I turned off the bedside lamp and then scooted down, tugging the covers under my chin. When I closed my eyes, the first thought that entered my mind was, what if Zayne and I hadn’t gone to dinner? What if we hadn’t been distracted with one another in that alley?

Would Morgan still be alive? Or would he have been killed and then displayed somewhere else? There wasn’t a single part of me that doubted he’d been crucified as a message to us.

I’m right under your noses.

That’s what it said.

What I didn’t understand was, why hadn’t the Harbinger revealed itself? What was it trying to accomplish? It was like it was waiting, but for what, I had no idea.

A soft knock jarred me from my thoughts.

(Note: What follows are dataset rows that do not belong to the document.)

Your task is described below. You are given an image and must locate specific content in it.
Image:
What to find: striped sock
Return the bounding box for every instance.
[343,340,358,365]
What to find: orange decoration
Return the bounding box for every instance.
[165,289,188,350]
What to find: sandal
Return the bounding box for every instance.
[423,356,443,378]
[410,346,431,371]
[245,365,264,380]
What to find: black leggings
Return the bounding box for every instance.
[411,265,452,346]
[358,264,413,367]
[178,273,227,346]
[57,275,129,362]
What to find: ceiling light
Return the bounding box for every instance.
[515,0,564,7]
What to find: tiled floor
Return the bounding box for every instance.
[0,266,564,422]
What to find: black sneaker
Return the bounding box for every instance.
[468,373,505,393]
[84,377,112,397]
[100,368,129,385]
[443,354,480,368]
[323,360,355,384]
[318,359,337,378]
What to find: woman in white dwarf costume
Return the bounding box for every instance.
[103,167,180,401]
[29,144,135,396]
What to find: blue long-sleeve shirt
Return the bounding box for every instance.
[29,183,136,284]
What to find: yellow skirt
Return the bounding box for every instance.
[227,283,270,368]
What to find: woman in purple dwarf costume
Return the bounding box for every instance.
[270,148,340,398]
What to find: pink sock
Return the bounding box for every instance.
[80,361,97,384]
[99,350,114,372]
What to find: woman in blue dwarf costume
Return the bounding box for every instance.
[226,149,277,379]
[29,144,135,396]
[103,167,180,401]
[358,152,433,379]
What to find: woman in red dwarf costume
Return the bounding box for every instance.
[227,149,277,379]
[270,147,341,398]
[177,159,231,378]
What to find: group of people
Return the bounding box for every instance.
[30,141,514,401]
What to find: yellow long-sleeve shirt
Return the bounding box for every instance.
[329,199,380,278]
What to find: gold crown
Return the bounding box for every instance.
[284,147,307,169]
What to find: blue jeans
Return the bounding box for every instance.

My breath caught as I rose onto my elbow.

The door cracked open and a thin sliver of light appeared. “You awake?” Zayne asked.

“Yeah,” I answered. “You?”

The moment the word you came out of my mouth, I wondered if there were periods of time where my brain just did not function correctly.

Zayne didn’t point out the ridiculousness of my question. The door slid open, and I saw the outline of his body. A shiver of awareness rolled through me. “Want company?”

All common sense flatlined right there, in the dark. “Yeah,” I whispered.

Zayne stepped inside, closing the door partway. My heart was hammering as he crossed the dark room. He hesitated at the side of the bed, and then he was settling in beside me. I took a breath and tasted winter on the tip of my tongue.

Neither of us spoke for a long time.

Zayne broke the silence. “We messed up tonight.”

I closed my eyes. I shouldn’t have been surprised that Zayne had the courage to give voice to those words first. “I know.”

“But I don’t regret it. The dinner,” he added. “Any of what came after, in the alley.”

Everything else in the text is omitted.